Petr Pavel | Foto: René Volfík,  iROZHLAS.cz

Präsident Petr Pavel hat am Mittwoch das sogenannte Konsolidierungspaket der Regierung unterschrieben. Die Koalition in Tschechien will damit das Haushaltsdefizit reduzieren. Pavel hatte seinen Aussagen nach gezögert, ob er das Paket unterschreiben solle. Letztlich sagte er:

„Weil das Tempo der Staatsverschuldung nicht mehr zu bewältigen ist, habe ich mich heute dazu entschieden, dieses Maßnahmenpaket der Regierung zu unterschreiben, das uns zur Stabilisierung der öffentlichen Finanzen führen soll.
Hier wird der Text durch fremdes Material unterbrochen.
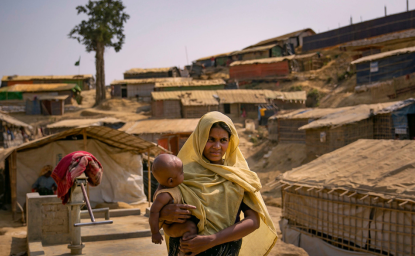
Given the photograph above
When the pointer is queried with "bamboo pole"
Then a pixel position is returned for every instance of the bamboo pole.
(149, 177)
(85, 149)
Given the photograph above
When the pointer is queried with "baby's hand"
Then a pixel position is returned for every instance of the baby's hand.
(157, 238)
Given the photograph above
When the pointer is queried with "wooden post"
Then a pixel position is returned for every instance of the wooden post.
(149, 177)
(13, 177)
(85, 149)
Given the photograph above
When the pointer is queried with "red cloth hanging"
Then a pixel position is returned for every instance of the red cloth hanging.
(73, 165)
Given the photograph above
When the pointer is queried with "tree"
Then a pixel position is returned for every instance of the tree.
(104, 28)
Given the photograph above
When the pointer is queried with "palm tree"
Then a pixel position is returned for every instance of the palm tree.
(104, 28)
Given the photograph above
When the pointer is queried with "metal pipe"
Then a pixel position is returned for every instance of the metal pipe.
(93, 223)
(87, 203)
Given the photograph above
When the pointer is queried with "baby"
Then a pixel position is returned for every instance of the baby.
(168, 171)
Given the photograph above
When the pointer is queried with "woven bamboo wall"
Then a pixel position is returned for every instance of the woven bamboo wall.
(338, 137)
(351, 221)
(383, 127)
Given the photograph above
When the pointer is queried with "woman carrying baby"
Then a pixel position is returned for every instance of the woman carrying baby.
(219, 184)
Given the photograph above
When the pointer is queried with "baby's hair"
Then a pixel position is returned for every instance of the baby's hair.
(223, 126)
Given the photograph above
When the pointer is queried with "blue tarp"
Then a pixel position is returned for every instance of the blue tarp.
(387, 68)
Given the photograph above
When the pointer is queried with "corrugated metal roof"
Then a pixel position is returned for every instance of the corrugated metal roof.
(262, 61)
(53, 97)
(215, 56)
(151, 80)
(71, 123)
(170, 126)
(198, 97)
(38, 87)
(382, 168)
(147, 70)
(191, 83)
(384, 55)
(281, 38)
(13, 121)
(254, 49)
(27, 78)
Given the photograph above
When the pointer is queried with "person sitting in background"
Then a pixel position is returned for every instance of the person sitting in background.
(45, 185)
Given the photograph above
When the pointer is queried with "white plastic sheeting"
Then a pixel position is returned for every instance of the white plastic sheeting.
(122, 178)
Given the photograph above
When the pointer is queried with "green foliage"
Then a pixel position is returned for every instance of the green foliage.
(105, 25)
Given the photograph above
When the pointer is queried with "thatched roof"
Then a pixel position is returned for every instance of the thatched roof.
(27, 78)
(147, 70)
(151, 80)
(71, 123)
(382, 168)
(190, 83)
(38, 87)
(164, 126)
(384, 55)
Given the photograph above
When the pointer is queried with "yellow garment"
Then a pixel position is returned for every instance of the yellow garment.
(174, 193)
(218, 190)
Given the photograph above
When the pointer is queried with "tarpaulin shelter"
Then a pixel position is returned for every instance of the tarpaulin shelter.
(357, 200)
(119, 153)
(385, 66)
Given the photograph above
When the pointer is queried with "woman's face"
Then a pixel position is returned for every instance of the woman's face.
(216, 145)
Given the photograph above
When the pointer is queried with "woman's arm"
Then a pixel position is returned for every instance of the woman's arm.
(197, 244)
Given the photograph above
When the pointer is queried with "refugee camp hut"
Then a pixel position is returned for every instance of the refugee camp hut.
(68, 124)
(341, 127)
(183, 104)
(84, 82)
(396, 121)
(385, 66)
(32, 92)
(142, 73)
(262, 68)
(214, 84)
(259, 52)
(119, 153)
(311, 61)
(357, 200)
(13, 131)
(171, 134)
(294, 38)
(284, 127)
(142, 88)
(218, 60)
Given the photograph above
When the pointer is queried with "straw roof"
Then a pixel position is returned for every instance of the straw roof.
(189, 98)
(28, 78)
(262, 61)
(215, 56)
(190, 83)
(151, 80)
(165, 126)
(38, 87)
(255, 49)
(384, 55)
(347, 116)
(147, 70)
(71, 123)
(281, 38)
(382, 168)
(104, 134)
(13, 121)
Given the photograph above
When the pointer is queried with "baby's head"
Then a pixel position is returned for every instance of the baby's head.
(168, 170)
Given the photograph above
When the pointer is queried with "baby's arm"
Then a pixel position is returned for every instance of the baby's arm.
(160, 201)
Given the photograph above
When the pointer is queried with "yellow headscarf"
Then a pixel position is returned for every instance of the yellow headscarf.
(218, 190)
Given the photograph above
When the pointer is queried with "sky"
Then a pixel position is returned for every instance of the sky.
(34, 34)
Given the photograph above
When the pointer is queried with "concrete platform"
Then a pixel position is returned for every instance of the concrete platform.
(136, 246)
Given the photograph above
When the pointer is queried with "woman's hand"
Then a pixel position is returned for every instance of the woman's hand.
(197, 244)
(176, 212)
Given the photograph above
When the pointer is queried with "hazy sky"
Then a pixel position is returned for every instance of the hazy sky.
(34, 41)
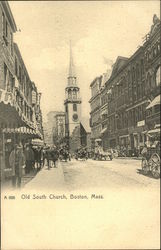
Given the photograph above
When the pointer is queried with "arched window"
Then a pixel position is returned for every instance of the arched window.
(149, 81)
(74, 94)
(74, 107)
(69, 93)
(157, 76)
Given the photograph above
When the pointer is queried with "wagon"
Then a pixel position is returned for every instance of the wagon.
(151, 157)
(99, 153)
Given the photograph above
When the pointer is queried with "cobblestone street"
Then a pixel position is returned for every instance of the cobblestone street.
(85, 175)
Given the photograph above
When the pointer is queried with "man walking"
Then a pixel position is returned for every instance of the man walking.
(29, 158)
(17, 161)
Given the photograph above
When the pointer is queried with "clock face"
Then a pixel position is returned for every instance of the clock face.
(75, 117)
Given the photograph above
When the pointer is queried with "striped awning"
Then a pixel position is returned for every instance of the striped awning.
(155, 102)
(103, 130)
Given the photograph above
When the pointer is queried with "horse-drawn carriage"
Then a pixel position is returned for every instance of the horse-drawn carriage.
(151, 154)
(100, 154)
(64, 155)
(81, 154)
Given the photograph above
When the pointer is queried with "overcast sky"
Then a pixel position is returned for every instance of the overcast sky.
(100, 31)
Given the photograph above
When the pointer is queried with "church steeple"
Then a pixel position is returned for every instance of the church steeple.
(72, 75)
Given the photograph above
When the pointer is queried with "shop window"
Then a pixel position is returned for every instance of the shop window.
(157, 108)
(69, 93)
(74, 107)
(74, 94)
(5, 73)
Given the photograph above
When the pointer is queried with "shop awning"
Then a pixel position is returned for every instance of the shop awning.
(104, 112)
(97, 140)
(156, 101)
(103, 130)
(37, 142)
(153, 131)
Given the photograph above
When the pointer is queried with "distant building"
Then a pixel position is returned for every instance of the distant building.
(128, 105)
(54, 128)
(20, 112)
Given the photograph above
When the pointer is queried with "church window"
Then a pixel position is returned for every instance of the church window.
(74, 94)
(69, 93)
(74, 107)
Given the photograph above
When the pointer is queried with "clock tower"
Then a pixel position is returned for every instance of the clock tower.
(72, 102)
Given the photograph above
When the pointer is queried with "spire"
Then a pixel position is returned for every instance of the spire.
(71, 64)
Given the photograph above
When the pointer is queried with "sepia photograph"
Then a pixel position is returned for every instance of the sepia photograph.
(80, 124)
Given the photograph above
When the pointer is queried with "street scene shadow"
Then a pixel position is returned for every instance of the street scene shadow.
(149, 175)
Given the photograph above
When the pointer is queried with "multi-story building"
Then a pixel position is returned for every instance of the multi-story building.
(130, 103)
(59, 133)
(19, 98)
(95, 104)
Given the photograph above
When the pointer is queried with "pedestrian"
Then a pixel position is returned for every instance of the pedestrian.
(17, 161)
(39, 158)
(55, 155)
(48, 156)
(29, 158)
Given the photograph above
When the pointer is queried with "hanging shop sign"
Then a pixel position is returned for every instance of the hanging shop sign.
(33, 97)
(140, 123)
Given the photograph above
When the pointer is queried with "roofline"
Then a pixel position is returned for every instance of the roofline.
(18, 53)
(9, 14)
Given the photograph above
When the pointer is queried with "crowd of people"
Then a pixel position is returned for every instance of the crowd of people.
(28, 158)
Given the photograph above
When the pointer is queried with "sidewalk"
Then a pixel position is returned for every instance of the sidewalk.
(52, 179)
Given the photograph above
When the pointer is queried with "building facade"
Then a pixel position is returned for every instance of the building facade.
(20, 113)
(133, 85)
(95, 104)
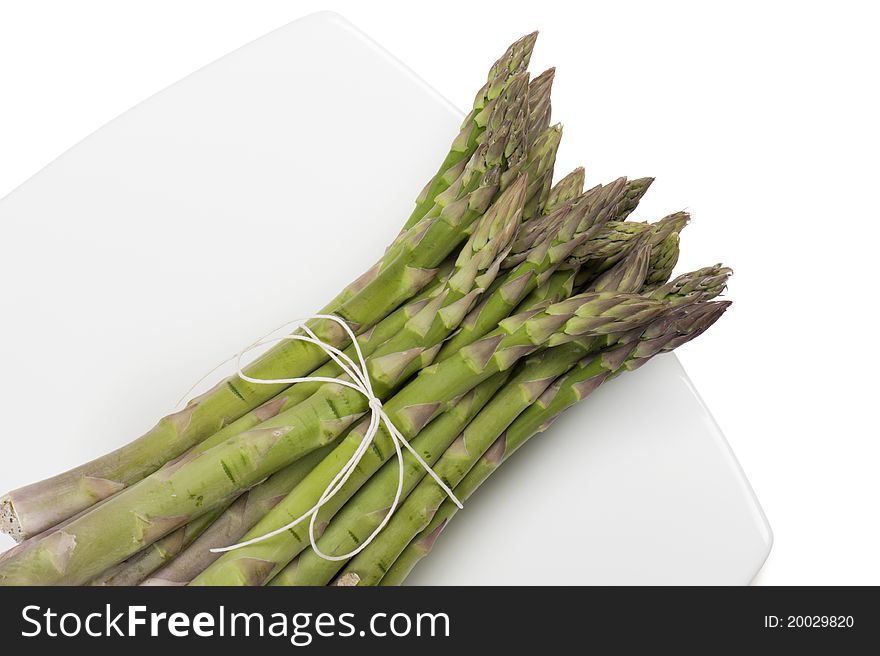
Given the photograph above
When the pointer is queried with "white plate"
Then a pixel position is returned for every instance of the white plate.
(207, 215)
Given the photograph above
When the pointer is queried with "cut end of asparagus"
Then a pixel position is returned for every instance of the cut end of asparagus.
(9, 522)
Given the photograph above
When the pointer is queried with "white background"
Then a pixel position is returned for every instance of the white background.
(760, 118)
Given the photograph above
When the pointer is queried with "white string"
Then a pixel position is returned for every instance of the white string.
(360, 381)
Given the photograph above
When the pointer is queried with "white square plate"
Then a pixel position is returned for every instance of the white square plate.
(209, 213)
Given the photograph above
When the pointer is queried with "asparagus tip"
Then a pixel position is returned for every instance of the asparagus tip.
(9, 522)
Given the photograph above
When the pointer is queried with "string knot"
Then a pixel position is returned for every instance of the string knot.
(358, 379)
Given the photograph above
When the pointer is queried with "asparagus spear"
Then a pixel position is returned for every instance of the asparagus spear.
(539, 102)
(142, 564)
(513, 62)
(308, 388)
(490, 436)
(664, 257)
(617, 238)
(575, 223)
(368, 341)
(542, 157)
(363, 513)
(407, 266)
(232, 523)
(419, 402)
(568, 188)
(296, 432)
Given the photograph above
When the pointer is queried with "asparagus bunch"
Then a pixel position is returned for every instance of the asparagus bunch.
(489, 440)
(502, 301)
(361, 515)
(212, 478)
(406, 267)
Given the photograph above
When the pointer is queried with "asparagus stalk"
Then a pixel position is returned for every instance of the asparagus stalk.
(364, 512)
(565, 392)
(232, 523)
(418, 403)
(538, 123)
(368, 341)
(371, 503)
(617, 238)
(295, 432)
(142, 564)
(513, 62)
(327, 370)
(574, 223)
(408, 265)
(492, 433)
(539, 102)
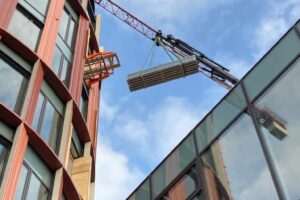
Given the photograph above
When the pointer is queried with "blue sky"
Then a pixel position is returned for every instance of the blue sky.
(137, 130)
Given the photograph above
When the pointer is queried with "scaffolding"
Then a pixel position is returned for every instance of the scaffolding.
(99, 66)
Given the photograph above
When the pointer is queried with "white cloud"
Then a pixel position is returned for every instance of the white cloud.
(115, 177)
(160, 129)
(172, 14)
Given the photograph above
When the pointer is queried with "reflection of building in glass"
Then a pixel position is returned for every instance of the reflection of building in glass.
(247, 147)
(48, 115)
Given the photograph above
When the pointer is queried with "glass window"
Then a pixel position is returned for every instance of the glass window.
(279, 115)
(60, 65)
(275, 61)
(48, 116)
(38, 8)
(83, 106)
(4, 152)
(173, 165)
(12, 76)
(235, 168)
(25, 27)
(142, 193)
(67, 27)
(35, 179)
(76, 145)
(223, 114)
(184, 188)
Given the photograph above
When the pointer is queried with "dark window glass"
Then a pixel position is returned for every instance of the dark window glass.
(4, 151)
(142, 193)
(39, 5)
(84, 102)
(278, 112)
(25, 27)
(67, 28)
(223, 114)
(11, 77)
(30, 186)
(47, 121)
(184, 187)
(64, 24)
(61, 66)
(235, 168)
(21, 183)
(174, 164)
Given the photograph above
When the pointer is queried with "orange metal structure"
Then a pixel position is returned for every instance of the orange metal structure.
(99, 66)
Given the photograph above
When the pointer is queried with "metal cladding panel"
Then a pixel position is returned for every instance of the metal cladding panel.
(163, 73)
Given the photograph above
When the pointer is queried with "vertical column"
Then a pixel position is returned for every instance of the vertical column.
(49, 35)
(65, 141)
(14, 164)
(7, 8)
(76, 78)
(32, 94)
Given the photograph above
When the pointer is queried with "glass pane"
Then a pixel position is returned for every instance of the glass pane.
(71, 33)
(56, 62)
(287, 49)
(279, 119)
(50, 125)
(224, 113)
(24, 29)
(38, 166)
(21, 183)
(63, 24)
(174, 164)
(142, 193)
(36, 190)
(39, 5)
(184, 187)
(3, 156)
(64, 71)
(10, 78)
(235, 167)
(38, 111)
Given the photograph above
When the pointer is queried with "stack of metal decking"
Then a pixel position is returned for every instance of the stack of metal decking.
(163, 73)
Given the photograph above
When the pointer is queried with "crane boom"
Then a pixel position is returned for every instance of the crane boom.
(207, 66)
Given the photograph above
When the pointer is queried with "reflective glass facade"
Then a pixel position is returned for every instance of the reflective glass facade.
(47, 147)
(247, 147)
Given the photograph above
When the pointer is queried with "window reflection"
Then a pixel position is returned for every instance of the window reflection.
(282, 100)
(184, 187)
(25, 28)
(235, 168)
(47, 121)
(9, 75)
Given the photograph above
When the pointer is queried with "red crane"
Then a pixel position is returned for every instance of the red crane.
(207, 66)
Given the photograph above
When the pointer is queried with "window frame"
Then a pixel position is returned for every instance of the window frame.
(7, 145)
(29, 174)
(24, 84)
(34, 20)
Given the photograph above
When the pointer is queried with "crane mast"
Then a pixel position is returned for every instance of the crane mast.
(207, 66)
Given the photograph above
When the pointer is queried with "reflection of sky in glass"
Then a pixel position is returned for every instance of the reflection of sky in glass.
(24, 29)
(47, 122)
(39, 5)
(10, 83)
(283, 99)
(36, 190)
(246, 168)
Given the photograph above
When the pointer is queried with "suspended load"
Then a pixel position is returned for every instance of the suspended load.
(163, 73)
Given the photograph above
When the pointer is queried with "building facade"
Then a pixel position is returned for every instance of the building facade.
(247, 146)
(48, 115)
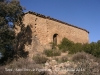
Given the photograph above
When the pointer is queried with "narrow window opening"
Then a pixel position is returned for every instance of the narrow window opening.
(54, 40)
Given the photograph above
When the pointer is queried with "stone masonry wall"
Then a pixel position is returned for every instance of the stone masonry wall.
(43, 29)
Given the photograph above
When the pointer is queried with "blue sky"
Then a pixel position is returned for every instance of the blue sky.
(81, 13)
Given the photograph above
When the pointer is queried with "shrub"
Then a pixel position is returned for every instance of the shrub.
(86, 64)
(65, 45)
(52, 52)
(40, 59)
(64, 59)
(20, 64)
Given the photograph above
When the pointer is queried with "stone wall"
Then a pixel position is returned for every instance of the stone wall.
(44, 29)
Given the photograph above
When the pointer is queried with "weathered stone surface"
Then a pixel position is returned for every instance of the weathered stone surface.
(43, 29)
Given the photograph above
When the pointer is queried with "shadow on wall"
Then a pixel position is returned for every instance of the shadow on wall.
(24, 37)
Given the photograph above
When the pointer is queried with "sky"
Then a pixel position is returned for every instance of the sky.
(81, 13)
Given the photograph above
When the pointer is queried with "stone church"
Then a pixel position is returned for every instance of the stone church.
(46, 29)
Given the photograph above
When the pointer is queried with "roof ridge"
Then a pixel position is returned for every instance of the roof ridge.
(48, 17)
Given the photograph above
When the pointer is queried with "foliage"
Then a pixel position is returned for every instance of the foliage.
(86, 64)
(10, 14)
(40, 59)
(25, 67)
(52, 52)
(91, 48)
(65, 45)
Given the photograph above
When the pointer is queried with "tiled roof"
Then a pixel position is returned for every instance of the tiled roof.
(48, 17)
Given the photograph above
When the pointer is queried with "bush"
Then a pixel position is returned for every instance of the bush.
(40, 59)
(22, 64)
(86, 64)
(52, 52)
(65, 45)
(64, 59)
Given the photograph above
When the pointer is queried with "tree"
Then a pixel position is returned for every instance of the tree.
(10, 15)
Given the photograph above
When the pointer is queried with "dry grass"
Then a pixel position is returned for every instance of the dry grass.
(22, 67)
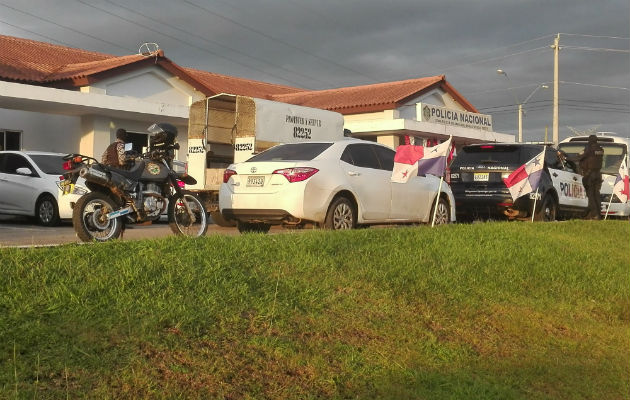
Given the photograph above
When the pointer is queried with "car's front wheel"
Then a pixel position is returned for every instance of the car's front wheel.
(442, 214)
(46, 211)
(341, 215)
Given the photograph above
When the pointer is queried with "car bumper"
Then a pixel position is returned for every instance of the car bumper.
(492, 204)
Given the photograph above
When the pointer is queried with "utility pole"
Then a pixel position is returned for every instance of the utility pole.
(556, 50)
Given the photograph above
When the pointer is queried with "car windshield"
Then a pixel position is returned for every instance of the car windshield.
(49, 163)
(291, 152)
(613, 154)
(499, 155)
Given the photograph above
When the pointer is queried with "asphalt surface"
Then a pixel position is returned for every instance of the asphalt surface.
(21, 231)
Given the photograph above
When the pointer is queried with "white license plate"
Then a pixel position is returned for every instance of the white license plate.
(535, 195)
(66, 187)
(257, 181)
(481, 176)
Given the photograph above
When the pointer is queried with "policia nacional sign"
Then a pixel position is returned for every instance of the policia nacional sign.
(447, 116)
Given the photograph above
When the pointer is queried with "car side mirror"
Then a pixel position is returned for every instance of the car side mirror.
(24, 171)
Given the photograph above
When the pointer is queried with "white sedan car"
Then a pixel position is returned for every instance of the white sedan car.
(337, 185)
(30, 185)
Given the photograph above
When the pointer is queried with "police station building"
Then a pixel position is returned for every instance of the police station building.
(61, 99)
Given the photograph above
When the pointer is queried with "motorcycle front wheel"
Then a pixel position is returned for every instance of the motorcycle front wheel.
(187, 216)
(89, 218)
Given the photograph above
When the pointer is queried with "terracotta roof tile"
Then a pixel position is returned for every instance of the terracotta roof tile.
(78, 70)
(31, 61)
(38, 62)
(361, 98)
(217, 83)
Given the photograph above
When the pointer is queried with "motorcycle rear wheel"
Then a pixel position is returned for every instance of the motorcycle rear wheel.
(89, 218)
(181, 222)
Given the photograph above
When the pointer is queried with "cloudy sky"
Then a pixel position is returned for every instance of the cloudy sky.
(325, 44)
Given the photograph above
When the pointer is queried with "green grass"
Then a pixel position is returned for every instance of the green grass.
(481, 311)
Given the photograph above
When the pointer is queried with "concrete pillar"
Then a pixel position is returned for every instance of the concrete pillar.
(96, 135)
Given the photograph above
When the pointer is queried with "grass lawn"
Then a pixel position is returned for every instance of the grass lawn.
(480, 311)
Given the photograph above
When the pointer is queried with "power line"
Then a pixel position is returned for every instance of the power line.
(36, 34)
(495, 58)
(595, 49)
(217, 43)
(593, 85)
(279, 40)
(594, 36)
(135, 23)
(67, 27)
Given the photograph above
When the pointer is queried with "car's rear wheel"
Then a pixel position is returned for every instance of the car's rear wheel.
(47, 211)
(341, 215)
(252, 227)
(442, 215)
(548, 209)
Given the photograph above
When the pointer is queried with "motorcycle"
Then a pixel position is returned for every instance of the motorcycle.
(138, 194)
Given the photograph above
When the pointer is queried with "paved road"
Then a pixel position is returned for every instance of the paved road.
(20, 231)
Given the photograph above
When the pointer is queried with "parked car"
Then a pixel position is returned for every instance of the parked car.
(30, 185)
(615, 151)
(477, 175)
(337, 185)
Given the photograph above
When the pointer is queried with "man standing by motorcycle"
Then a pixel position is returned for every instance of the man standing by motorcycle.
(114, 154)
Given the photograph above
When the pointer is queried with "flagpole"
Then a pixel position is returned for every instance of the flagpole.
(437, 197)
(536, 195)
(437, 201)
(534, 209)
(609, 202)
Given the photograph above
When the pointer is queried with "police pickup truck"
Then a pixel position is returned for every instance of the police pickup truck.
(477, 175)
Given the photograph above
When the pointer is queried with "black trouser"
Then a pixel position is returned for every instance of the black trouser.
(592, 181)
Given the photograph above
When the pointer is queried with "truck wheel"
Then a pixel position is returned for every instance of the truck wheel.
(548, 209)
(218, 219)
(341, 215)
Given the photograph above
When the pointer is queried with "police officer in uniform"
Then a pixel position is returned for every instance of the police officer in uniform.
(591, 164)
(114, 154)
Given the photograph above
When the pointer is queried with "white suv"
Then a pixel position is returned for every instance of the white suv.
(30, 185)
(338, 185)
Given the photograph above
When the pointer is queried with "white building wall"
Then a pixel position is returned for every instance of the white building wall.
(91, 134)
(43, 132)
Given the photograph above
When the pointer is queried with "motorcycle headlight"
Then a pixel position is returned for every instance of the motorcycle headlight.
(79, 190)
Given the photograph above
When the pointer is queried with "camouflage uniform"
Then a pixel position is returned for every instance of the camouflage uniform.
(591, 164)
(114, 154)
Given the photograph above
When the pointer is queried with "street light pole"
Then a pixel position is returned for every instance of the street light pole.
(556, 50)
(520, 105)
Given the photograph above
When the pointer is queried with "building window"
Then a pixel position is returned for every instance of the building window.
(10, 140)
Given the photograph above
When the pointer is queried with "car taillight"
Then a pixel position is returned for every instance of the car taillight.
(298, 174)
(227, 174)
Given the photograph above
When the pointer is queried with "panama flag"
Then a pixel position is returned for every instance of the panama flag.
(622, 187)
(434, 159)
(526, 178)
(406, 162)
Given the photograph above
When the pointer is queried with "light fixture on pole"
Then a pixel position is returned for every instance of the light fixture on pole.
(521, 112)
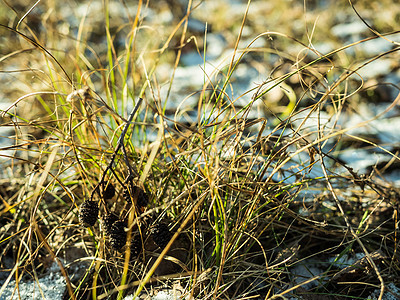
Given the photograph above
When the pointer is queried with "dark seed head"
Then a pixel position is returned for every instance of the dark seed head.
(107, 221)
(109, 191)
(143, 199)
(118, 235)
(161, 234)
(136, 246)
(88, 213)
(127, 196)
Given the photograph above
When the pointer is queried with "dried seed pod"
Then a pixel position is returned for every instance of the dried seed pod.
(142, 199)
(126, 195)
(118, 235)
(161, 234)
(109, 191)
(88, 213)
(107, 221)
(136, 246)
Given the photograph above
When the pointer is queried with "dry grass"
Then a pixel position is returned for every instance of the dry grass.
(247, 199)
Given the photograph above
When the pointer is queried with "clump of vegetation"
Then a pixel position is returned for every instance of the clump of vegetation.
(229, 203)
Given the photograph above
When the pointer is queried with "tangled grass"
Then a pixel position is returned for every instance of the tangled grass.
(245, 200)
Das Paket nicht zu unterzeichnen würde bedeuten, dass nichts auf dem Weg zur Reduzierung der Staatsschulden geschehen würde. Und das würde noch viel größeren Schaden anrichten.“

Doch die Gewerkschaften laufen Sturm gegen die Sparmaßnahmen, die die Regierung plant. Für Montag hat deswegen der größte ihrer Dachverbände, ČMKOS, einen landesweiten Protesttag geplant. So wollen rund eine Million Arbeitnehmer in einen einstündigen Warnstreik treten. Denn ihre Verbände halten das Konsolidierungspaket für sozial unausgewogen. Zudem werfen sie den Regierungsvertretern vor, die gemeinsam von Gewerkschaften und Arbeitgebern vorgebrachten Kritikpunkte und Änderungsvorschläge nicht wirklich ernst zu nehmen.

Josef Středula | Foto: René Volfík,  iROZHLAS.cz

Josef Středula ist Vorsitzender des Dachverbandes ČMKOS. In den Inlandssendungen des Tschechischen Rundfunks verwies er darauf, dass die Sparmaßnahmen in Zeiten hoher Inflationsraten geschehen…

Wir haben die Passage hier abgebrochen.